La variabilité de la fréquence cardiaque, ou VFC, est devenue la métrique à la mode dans les montres connectées. Elle promet de révéler votre niveau de stress d'un simple coup d'œil à votre poignet. Mais est-elle vraiment une fenêtre fiable sur votre état mental ? La chroniqueuse Helen Thomson explore si cet indicateur peut prédire la dépression et améliorer la santé mentale, au-delà d'un simple graphique.
Du pouls au diagnostic : la VFC comme biomarqueur mental 🧠
La VFC mesure le temps entre les battements cardiaques, reflétant l'équilibre entre les systèmes sympathique (combat ou fuite) et parasympathique (repos). Une faible variabilité est associée au stress chronique et à un risque accru de dépression. Les capteurs optiques des wearables permettent de surveiller ces schémas en continu.
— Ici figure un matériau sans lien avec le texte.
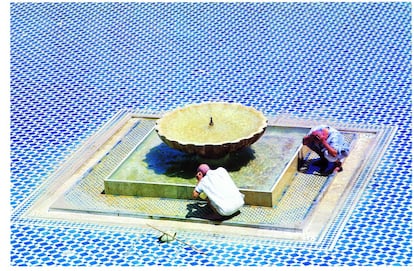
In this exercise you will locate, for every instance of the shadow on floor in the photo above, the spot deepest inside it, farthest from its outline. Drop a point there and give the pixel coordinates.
(204, 211)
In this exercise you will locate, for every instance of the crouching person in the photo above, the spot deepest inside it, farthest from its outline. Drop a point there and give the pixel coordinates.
(222, 194)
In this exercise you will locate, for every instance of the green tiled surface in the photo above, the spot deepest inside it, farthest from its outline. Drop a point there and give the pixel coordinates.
(87, 195)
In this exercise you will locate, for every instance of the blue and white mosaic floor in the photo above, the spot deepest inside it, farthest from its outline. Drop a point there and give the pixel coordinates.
(74, 65)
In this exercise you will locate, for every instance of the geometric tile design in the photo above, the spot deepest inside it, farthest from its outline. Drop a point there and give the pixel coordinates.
(74, 65)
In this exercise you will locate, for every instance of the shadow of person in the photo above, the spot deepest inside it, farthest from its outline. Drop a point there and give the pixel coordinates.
(164, 160)
(204, 211)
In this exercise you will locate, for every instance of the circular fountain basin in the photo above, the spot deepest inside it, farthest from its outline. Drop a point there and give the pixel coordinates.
(211, 130)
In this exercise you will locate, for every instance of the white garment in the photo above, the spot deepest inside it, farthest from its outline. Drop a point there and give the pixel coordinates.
(221, 191)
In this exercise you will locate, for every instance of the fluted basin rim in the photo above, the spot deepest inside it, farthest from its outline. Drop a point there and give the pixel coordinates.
(164, 134)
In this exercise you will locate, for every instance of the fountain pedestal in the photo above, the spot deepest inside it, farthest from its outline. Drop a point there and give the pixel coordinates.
(261, 171)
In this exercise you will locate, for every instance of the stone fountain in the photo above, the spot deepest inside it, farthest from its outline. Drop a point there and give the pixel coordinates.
(211, 130)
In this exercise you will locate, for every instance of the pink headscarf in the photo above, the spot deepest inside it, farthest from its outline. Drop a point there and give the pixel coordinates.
(203, 168)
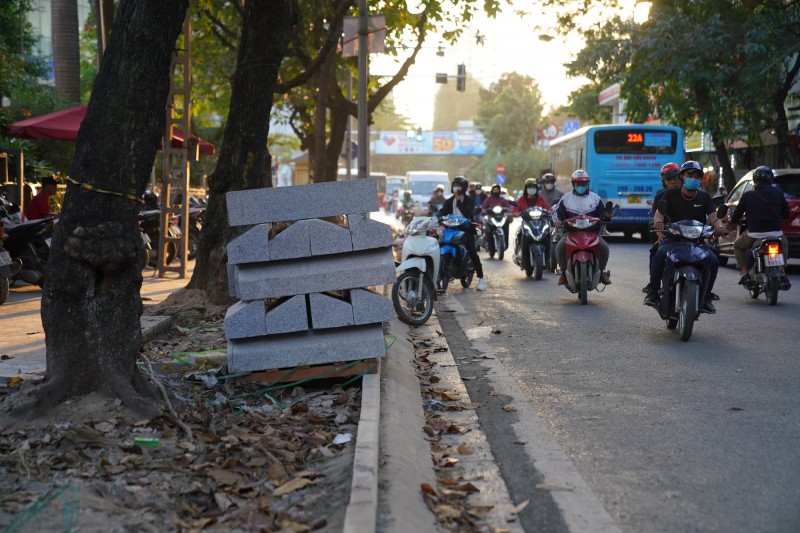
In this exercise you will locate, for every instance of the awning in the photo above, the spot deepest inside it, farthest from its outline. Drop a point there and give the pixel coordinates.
(63, 125)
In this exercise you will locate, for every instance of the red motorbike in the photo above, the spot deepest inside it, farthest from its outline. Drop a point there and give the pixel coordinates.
(583, 254)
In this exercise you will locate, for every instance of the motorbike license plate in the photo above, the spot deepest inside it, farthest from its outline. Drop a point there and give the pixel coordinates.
(773, 260)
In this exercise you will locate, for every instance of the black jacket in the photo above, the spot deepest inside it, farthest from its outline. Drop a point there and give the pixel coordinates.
(765, 207)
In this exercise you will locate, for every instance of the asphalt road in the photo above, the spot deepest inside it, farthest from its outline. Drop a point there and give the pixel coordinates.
(669, 435)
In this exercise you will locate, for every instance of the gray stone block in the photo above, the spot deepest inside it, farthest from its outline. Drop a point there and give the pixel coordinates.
(367, 234)
(328, 238)
(329, 312)
(288, 316)
(232, 275)
(274, 204)
(245, 319)
(291, 243)
(369, 307)
(309, 348)
(251, 246)
(258, 281)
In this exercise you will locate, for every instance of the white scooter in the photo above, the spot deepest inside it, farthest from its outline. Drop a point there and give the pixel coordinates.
(413, 293)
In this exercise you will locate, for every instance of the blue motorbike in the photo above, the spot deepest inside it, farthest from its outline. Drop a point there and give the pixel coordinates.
(455, 262)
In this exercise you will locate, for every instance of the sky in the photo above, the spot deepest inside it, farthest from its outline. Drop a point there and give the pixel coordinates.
(511, 45)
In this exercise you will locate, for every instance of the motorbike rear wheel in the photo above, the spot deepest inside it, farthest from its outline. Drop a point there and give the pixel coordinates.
(538, 267)
(583, 283)
(413, 302)
(3, 289)
(688, 308)
(771, 291)
(469, 272)
(499, 245)
(444, 272)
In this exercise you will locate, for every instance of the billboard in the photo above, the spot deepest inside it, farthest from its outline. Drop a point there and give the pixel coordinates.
(430, 143)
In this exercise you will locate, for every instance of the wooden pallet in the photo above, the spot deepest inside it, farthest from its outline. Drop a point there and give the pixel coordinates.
(327, 371)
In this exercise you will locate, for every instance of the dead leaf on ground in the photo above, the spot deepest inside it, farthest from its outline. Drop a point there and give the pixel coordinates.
(293, 485)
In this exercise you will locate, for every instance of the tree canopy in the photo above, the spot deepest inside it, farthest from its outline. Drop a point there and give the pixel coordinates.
(509, 116)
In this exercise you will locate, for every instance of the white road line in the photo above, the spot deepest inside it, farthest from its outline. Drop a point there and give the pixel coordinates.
(582, 510)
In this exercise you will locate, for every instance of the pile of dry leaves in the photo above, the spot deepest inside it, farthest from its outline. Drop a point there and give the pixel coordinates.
(229, 455)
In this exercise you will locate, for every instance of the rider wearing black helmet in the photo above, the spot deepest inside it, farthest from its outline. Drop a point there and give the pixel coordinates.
(766, 207)
(460, 203)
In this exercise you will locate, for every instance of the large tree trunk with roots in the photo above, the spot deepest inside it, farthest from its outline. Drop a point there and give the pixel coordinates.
(91, 303)
(244, 161)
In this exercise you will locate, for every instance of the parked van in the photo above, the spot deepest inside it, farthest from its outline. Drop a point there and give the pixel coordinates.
(422, 183)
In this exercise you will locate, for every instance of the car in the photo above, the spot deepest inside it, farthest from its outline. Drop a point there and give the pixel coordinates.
(788, 179)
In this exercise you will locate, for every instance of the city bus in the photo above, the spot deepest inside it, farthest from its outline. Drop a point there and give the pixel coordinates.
(623, 162)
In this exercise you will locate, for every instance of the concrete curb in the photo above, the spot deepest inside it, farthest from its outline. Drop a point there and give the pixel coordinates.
(405, 458)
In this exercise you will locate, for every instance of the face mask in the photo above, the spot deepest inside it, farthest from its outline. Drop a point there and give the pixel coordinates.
(691, 184)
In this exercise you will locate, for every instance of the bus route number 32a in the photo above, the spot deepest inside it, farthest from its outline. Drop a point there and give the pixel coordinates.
(635, 138)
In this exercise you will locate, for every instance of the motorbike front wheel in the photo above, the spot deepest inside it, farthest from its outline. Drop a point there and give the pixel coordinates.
(413, 302)
(771, 290)
(583, 283)
(688, 309)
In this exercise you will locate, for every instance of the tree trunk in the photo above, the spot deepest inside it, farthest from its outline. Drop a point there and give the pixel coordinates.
(244, 161)
(91, 304)
(66, 49)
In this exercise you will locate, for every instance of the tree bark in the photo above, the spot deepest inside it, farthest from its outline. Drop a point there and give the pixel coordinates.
(91, 303)
(244, 161)
(66, 49)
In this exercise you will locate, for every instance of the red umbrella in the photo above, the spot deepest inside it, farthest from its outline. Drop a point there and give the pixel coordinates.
(63, 125)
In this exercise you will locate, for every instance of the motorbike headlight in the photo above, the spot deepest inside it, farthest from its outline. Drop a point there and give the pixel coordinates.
(691, 232)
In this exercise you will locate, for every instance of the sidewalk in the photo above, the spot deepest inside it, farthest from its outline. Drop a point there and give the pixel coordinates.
(23, 342)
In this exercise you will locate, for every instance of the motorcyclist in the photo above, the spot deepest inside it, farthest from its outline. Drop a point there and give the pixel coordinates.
(462, 204)
(496, 199)
(39, 206)
(581, 201)
(549, 191)
(406, 202)
(765, 207)
(669, 180)
(530, 198)
(685, 203)
(437, 200)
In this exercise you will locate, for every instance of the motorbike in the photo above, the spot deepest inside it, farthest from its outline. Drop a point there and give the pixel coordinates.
(532, 253)
(27, 241)
(494, 236)
(583, 254)
(686, 275)
(150, 223)
(455, 261)
(413, 293)
(8, 268)
(765, 260)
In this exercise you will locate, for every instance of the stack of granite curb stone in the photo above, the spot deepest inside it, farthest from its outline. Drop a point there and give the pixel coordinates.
(301, 281)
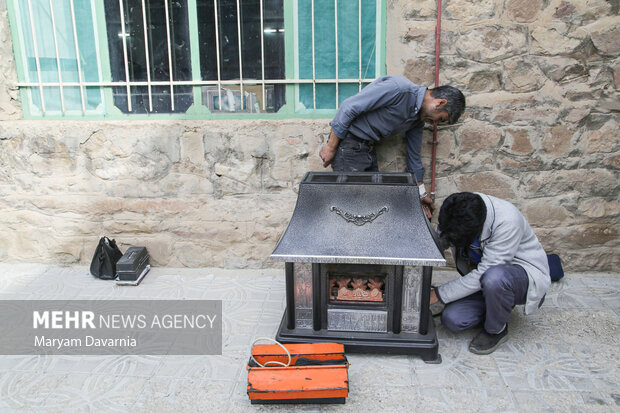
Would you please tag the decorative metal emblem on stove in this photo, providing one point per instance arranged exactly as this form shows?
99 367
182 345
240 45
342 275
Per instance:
358 220
366 286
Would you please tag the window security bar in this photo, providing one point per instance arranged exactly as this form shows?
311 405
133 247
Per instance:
77 55
149 83
62 94
169 55
336 38
36 56
124 35
313 62
147 57
194 82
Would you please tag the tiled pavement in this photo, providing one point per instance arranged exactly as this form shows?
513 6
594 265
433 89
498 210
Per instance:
563 358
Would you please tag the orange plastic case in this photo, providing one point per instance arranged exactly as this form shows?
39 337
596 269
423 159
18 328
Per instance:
298 384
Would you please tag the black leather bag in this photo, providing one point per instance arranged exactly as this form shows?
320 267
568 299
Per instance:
104 261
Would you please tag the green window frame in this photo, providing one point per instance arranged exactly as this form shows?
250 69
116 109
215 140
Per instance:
83 88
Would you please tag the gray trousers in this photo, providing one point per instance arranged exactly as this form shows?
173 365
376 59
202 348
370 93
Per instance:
503 287
355 156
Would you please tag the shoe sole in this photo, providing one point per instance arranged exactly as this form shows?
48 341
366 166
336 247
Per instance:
489 350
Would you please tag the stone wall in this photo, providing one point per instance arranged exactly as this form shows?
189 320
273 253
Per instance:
541 130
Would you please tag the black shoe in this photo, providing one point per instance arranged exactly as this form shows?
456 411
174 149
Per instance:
485 343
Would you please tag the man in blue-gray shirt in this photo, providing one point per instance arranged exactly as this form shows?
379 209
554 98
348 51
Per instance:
387 106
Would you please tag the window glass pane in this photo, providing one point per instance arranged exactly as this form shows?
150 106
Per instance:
47 40
151 56
251 65
325 48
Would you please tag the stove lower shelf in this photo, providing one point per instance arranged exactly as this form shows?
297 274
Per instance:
426 346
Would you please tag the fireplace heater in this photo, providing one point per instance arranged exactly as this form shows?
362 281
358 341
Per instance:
358 255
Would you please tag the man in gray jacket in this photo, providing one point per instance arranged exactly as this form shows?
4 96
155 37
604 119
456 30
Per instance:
388 106
501 262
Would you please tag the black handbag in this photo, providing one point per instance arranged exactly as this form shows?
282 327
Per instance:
104 261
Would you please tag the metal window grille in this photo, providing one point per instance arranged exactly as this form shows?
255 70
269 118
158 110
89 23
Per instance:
61 84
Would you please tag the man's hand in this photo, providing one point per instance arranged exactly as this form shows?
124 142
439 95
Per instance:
428 206
328 152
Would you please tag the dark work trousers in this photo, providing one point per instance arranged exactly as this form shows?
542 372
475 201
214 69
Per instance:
355 155
503 287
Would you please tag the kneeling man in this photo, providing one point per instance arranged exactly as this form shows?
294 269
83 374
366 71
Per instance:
501 262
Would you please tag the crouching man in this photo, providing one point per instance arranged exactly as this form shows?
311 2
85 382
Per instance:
501 262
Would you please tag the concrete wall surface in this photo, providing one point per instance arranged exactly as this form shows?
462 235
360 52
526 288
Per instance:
541 130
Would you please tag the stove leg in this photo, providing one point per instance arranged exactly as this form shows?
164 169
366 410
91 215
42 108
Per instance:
427 275
290 295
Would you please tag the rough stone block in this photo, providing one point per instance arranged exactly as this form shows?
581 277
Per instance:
420 71
475 135
518 142
562 69
521 75
523 11
492 43
592 234
605 34
485 81
556 40
606 139
546 212
557 141
470 11
192 147
491 183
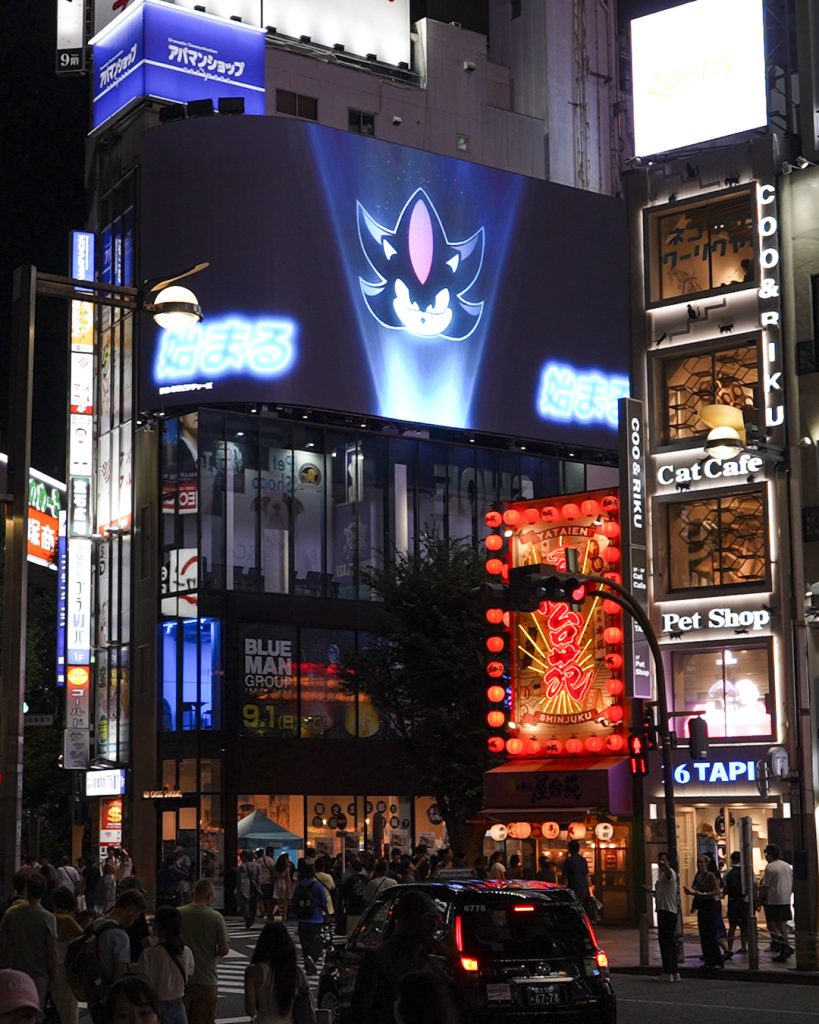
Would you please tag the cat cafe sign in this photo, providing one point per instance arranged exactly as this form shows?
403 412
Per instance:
690 471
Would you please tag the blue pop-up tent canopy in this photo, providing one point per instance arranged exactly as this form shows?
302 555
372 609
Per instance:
258 830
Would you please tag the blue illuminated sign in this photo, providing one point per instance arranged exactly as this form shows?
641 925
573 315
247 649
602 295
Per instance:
424 290
568 394
422 276
233 345
160 50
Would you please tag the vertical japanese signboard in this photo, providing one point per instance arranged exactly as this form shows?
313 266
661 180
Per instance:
635 565
79 596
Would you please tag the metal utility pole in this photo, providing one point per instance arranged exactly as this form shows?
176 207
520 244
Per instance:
15 583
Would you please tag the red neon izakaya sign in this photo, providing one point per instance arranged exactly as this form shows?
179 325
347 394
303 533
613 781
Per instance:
563 665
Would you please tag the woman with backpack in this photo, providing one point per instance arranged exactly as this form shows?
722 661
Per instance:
283 886
309 904
168 965
275 990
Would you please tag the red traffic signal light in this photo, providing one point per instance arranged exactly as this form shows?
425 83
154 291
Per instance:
649 729
638 760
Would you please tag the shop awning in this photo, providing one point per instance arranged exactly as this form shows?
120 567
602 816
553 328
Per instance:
534 790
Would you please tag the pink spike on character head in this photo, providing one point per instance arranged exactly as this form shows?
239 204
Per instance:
421 241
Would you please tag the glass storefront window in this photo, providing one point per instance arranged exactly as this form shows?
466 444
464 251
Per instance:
274 504
326 710
335 824
717 542
401 488
730 377
430 829
729 685
699 248
190 653
345 489
388 824
271 819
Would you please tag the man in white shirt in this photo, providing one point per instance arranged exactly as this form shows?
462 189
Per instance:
666 901
777 885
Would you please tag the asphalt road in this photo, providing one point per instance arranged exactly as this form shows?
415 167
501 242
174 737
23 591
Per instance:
641 999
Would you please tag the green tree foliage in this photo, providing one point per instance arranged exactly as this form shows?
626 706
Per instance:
425 673
46 787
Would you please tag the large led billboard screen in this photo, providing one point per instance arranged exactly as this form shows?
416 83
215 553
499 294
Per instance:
698 74
352 274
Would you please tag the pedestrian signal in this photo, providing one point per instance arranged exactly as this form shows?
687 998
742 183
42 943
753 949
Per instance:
638 761
697 738
649 729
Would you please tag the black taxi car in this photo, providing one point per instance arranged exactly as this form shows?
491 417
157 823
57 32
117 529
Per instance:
515 951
Des recherches récentes analysent si des algorithmes d'apprentissage automatique peuvent détecter des changements subtils dans la VFC pour anticiper les épisodes dépressifs, transformant une donnée physique en un signal d'alerte psychologique.
Quand votre montre vous dit que vous allez mal (et que vous vouliez juste un café) ☕
Bien sûr, maintenant votre smartwatch vous prévient que votre stress est au beau fixe. Et vous pensiez que c'était juste à cause des embouteillages matinaux. Ce qui est drôle, c'est que, selon la VFC, être affalé sur le canapé à regarder des mèmes peut être plus relaxant qu'une méditation guidée. Cela dit, si la montre vous diagnostique une dépression, vous aurez au moins une excuse technologique pour annuler des plans. La faute n'est plus la vôtre, elle est aux battements de cœur.